音声ブラウザご使用の方向け: SKIP NAVI GOTO NAVI

ORIGINAL ARTICLES

BIOLOGICAL AND PSYCHOSOCIAL PREDICTORS OF DEVELOPMENTAL DELAY IN PERSONS WITH INTELLECTUAL DISABILITY: RETROSPECTIVE CASE-FILE STUDY

Amarjyothi Persha*, Saroj Arya**, R. K. Nagar***, P. Behera***,
R. K. Verma***, M. T. Kishore***

ABSTRACT

Intellectual disability is one of the commonest disabilities during the developmental period. It is often associated with several factors. The aim of the study was to identify the biological and psychosocial factors associated with developmental delay resulting in intellectual disability. The study team reviewed 438 case files of persons with intellectual disability. Results indicated that maternal age at conception, foetal presentation, neonatal seizures and infections were the best indicators of developmental delay characteristic of intellectual disability. Psychosocial variables such as emotional trauma during pregnancy, economic status and education of parents had no significant impact on development. It is concluded that developmental delay characteristic of intellectual disability could be predicted by specific biological factors, which will help in initiating appropriate intervention.

INTRODUCTION

Intellectual disability is associated with several biological and psychosocial factors. The biological factors are further divided into genetic and non-genetic factors (1). The risk factors may be singular or multiple. Several studies have documented the role of intrauterine environment, consanguinity, hazards of prematurity and birth process, and postnatal factors that could arrest development (2, 3, 4). Among the non-genetic biological factors, maternal age at conception, infections, neonatal seizures and dietary deficiencies were found to be detrimental to overall development (1, 4, 5, 6, 7, 8). Similarly, several psychosocial factors such as psychological trauma, impoverished environment, low socioeconomic status and certain cultural influences on child rearing were identified to be detrimental to development, leading to intellectual disability (4, 9). Some recent surveys have identified few probable causes of intellectual disability such as illness during pregnancy, birth related factors and illness or head injury during childhood (10). The risk of developmental delay depends on the interaction between biological and psychosocial variables (4). Therefore, it is difficult to identify specific etiology (11). From the review of literature it appears that intellectual disability can have multiple causes and the more the number of risk factors, the greater the chance of significant developmental delay. Nevertheless it is notable that a majority of these factors are preventable.

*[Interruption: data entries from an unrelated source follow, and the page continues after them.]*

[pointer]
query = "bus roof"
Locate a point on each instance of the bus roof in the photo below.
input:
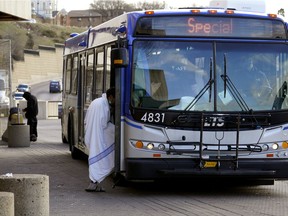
(106, 32)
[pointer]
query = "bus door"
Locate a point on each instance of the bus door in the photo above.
(80, 100)
(87, 83)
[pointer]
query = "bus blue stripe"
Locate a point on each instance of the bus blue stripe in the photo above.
(101, 155)
(131, 124)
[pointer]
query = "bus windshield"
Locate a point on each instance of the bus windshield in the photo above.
(209, 76)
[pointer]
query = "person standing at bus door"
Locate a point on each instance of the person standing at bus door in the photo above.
(99, 139)
(31, 112)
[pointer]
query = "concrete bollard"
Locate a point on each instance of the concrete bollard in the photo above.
(31, 193)
(6, 204)
(19, 135)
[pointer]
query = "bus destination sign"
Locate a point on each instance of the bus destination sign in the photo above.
(211, 26)
(214, 28)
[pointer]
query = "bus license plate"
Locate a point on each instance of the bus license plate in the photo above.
(209, 164)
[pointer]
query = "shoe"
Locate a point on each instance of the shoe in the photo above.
(94, 187)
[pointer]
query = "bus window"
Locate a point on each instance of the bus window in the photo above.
(68, 75)
(108, 69)
(98, 82)
(89, 78)
(74, 75)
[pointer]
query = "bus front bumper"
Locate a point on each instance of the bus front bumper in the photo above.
(151, 169)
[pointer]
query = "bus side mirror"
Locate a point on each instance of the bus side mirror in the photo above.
(119, 57)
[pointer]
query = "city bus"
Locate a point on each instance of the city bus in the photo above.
(200, 92)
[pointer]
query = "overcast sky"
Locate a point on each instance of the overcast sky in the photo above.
(271, 5)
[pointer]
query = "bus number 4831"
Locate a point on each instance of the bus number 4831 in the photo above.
(153, 117)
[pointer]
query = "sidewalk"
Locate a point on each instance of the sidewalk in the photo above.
(49, 156)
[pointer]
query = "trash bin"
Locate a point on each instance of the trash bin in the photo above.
(18, 131)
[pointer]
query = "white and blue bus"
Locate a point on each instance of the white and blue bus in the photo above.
(199, 92)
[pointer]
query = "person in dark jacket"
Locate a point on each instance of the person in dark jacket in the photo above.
(31, 112)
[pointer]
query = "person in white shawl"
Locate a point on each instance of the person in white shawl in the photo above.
(99, 139)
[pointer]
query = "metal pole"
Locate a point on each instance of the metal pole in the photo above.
(117, 118)
(10, 74)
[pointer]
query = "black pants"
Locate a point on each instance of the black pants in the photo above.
(32, 122)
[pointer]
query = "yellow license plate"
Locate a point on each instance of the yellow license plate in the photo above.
(209, 164)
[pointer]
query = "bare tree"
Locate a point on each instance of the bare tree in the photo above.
(110, 8)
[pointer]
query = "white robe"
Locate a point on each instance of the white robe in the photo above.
(99, 138)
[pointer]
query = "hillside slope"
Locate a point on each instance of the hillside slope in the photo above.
(25, 35)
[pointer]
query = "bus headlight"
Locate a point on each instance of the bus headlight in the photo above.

Although there are several developmental scales to identify at-risk population, this approach is not always feasible due to lack of expertise and availability of tools. It also has limited predictive value. Therefore, identifying the probable causes will help in identifying children at risk and in initiating early intervention strategies to minimise the risk of developmental delay (4). The aim of the study was to identify biological and psychosocial predictors of developmental delay in persons with intellectual disability.

METHODS

The study was conducted at the National Institute for Mentally Handicapped (NIMH) Regional Centre, Kolkata, India. Data were collected from the case files. The information from the case files is authentic as data were collected by clinical staff having at least a graduate degree in the field of intellectual disability and minimum of four years experience thereafter. The files recorded medical, psychosocial and educational information from parents, interviews and from other relevant anecdotal records. At the next level the information was verified and detailed assessment was conducted individually by a psychiatrist, a clinical psychologist and a special educator. Case files of individuals between one and 18 years with data reported by first degree relatives and with a development quotient (DQ) of below 70 on Developmental Screening Test (DST) (12) were included in the study. Age limit was decided on the premise that perceptible changes in various areas of development could be seen by the first year and that developmental assessment loses its relevance in diagnosing intellectual disability after 18 years. DQ cutoff was chosen corresponding to intelligence quotient in standard practice of diagnosing intellectual disability (13). Cases where DST score did not match with other psychological tests of adaptive behaviour and intelligence were excluded from the study.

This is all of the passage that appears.